Une occasion ratée d’honorer Adélard Godbout
« Adélard Godbout fut celui qui mit la table pour [la] Révolution tranquille
Le 12 juin dernier, le premier ministre du Québec, monsieur Philippe Couillard, annonçait en grande pompe que le siège social d’HydroQuébec se nommerait dorénavant l’édifice Jean-Lesage. Bien que le choix de souligner le rôle primordial de Jean Lesage dans le développement d’HydroQuébec soit judicieux, monsieur Couillard a manqué une belle occasion de souligner l’apport d’un autre premier ministre du Québec, Adélard Godbout.
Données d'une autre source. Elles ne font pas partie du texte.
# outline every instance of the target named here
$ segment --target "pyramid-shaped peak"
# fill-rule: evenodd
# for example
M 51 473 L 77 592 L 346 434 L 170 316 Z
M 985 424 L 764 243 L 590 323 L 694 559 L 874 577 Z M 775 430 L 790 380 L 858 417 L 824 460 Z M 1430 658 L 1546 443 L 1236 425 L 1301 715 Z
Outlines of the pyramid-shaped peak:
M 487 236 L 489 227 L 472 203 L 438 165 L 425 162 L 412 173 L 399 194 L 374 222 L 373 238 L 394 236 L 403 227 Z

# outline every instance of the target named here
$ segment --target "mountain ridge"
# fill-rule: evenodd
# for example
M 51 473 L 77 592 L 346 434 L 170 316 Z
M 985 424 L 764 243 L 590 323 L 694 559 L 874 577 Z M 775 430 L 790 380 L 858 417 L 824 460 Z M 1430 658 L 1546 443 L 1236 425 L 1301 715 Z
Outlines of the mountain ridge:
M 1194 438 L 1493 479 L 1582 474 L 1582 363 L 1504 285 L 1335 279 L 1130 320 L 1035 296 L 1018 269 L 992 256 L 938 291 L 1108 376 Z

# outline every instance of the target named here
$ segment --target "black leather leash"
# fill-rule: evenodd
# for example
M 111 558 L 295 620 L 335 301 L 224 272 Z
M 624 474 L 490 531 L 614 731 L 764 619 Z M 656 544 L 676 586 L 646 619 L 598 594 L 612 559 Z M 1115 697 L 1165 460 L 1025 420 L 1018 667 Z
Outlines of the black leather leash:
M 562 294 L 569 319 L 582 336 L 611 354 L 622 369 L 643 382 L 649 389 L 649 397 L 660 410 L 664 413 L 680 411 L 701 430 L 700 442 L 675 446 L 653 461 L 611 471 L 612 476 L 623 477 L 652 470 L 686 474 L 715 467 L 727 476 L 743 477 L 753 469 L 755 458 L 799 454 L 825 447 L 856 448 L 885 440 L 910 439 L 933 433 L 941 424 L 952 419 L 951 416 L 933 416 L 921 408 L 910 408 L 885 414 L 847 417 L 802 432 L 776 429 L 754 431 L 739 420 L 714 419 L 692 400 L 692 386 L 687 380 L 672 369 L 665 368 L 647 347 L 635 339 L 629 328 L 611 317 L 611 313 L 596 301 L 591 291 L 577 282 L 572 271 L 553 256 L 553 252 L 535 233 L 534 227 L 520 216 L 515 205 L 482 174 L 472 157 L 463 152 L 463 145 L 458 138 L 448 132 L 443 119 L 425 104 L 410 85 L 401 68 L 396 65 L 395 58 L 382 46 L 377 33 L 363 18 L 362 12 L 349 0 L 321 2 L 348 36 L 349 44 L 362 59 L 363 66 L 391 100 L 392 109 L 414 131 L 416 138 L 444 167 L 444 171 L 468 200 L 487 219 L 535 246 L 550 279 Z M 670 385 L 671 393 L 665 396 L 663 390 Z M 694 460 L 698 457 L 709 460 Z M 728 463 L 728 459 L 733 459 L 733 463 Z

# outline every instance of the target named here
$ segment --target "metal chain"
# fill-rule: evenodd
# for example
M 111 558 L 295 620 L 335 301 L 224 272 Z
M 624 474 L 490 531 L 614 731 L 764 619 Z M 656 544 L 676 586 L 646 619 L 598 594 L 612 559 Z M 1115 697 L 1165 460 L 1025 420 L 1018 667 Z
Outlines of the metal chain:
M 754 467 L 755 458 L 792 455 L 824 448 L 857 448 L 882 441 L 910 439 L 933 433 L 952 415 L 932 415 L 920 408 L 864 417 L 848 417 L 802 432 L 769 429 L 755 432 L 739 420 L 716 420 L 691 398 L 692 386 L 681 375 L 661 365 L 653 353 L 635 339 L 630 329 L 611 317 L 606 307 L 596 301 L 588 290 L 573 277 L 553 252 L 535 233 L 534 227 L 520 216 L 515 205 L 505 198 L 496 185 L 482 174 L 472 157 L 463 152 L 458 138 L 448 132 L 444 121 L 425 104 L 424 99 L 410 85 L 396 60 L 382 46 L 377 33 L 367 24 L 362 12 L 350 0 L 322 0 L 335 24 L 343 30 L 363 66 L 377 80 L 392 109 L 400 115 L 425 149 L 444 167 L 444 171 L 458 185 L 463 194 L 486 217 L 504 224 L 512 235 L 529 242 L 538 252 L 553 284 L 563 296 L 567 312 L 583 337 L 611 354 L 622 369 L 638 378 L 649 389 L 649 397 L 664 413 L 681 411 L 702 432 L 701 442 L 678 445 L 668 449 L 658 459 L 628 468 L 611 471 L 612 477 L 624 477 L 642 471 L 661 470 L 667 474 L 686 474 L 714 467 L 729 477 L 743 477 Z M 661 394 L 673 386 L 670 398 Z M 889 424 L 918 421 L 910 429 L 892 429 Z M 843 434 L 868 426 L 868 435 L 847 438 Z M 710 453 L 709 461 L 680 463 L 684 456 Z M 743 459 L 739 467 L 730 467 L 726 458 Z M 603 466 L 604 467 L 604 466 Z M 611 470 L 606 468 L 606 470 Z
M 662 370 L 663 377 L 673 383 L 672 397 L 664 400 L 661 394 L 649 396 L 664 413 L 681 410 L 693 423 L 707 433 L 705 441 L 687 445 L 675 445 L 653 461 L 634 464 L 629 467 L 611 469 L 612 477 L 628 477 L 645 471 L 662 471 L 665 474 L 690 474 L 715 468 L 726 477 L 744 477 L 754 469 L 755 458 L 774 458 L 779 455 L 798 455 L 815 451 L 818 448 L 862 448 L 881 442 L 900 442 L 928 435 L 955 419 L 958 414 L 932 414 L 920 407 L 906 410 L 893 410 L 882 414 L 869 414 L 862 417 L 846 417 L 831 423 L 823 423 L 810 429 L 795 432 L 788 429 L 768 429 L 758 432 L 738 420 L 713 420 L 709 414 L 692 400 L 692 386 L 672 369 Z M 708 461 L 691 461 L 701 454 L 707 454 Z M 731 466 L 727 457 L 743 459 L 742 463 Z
Premier ministre du Québec maintenant en grande partie oublié, Adélard Godbout fut pourtant celui qui, par ses actions, mit la table pour ce qui serait plus tard connu sous le nom de Révolution tranquille. Arrivé au pouvoir après à la démission du premier ministre Louis-Alexandre Taschereau, il perdit les élections contre Maurice Duplessis deux mois plus tard. Le Parti libéral du Québec, dirigé par Godbout, reprend le pouvoir à la suite de l’élection générale du 8 novembre 1939 et y restera jusqu’en août 1944. C’est lors de ce mandat à la tête de la province qu’Adélard Godbout créa Hydro-Québec et jeta les bases permettant les avancées, à venir, du gouvernement Lesage. Contrairement à la croyance répandue, ce n’est pas René Lévesque, simple ministre du gouvernement Lesage à l’époque, qui fonda Hydro-Québec. Au moment où le gouvernement Lesage procède à l’expansion de la société d’État, celle-ci est déjà implantée dans le secteur énergétique québécois. En effet, en 1943 le gouvernement Godbout annonce la nationalisation de la Montreal Light, Heat and Power et de la Shawinigan Water and Power, qui étaient toutes deux dénoncées pour leurs inefficacités et le manque de constance de leurs services. Et c’est ainsi qu’Hydro-Québec vu le jour le 14 avril 1944 avec comme mandat de produire, de distribuer et de vendre de l’électricité aux habitants du Québec.
Réalisations marquantes
Mais Hydro-Québec n’est pas la seule réalisation marquante du gouvernement d’Adélard Godbout. Le Québec lui doit trois autres avancées majeures. En effet, tant en matière d’avancées démocratiques que scolaires, le gouvernement d’Adélard Godbout permit de créer les premiers jalons d’une société québécoise plus égalitaire. Tout d’abord, c’est le gouvernement Godbout qui accorde le droit de vote aux femmes, en 1940. Bien que le Québec soit la dernière des provinces canadiennes à étendre ce droit aux femmes, il reste que c’est un pas fondamental en matière d’égalité et de droits des femmes au Québec. C’est aussi ce gouvernement qui est responsable de la mise en place de l’instruction publique obligatoire jusqu’à l’âge de 14 ans et de la gratuité scolaire au primaire. Il est indéniable que ces mesures permirent une meilleure alphabétisation des Québécoises et des Québécois, ce dont le Québec avait grandement besoin.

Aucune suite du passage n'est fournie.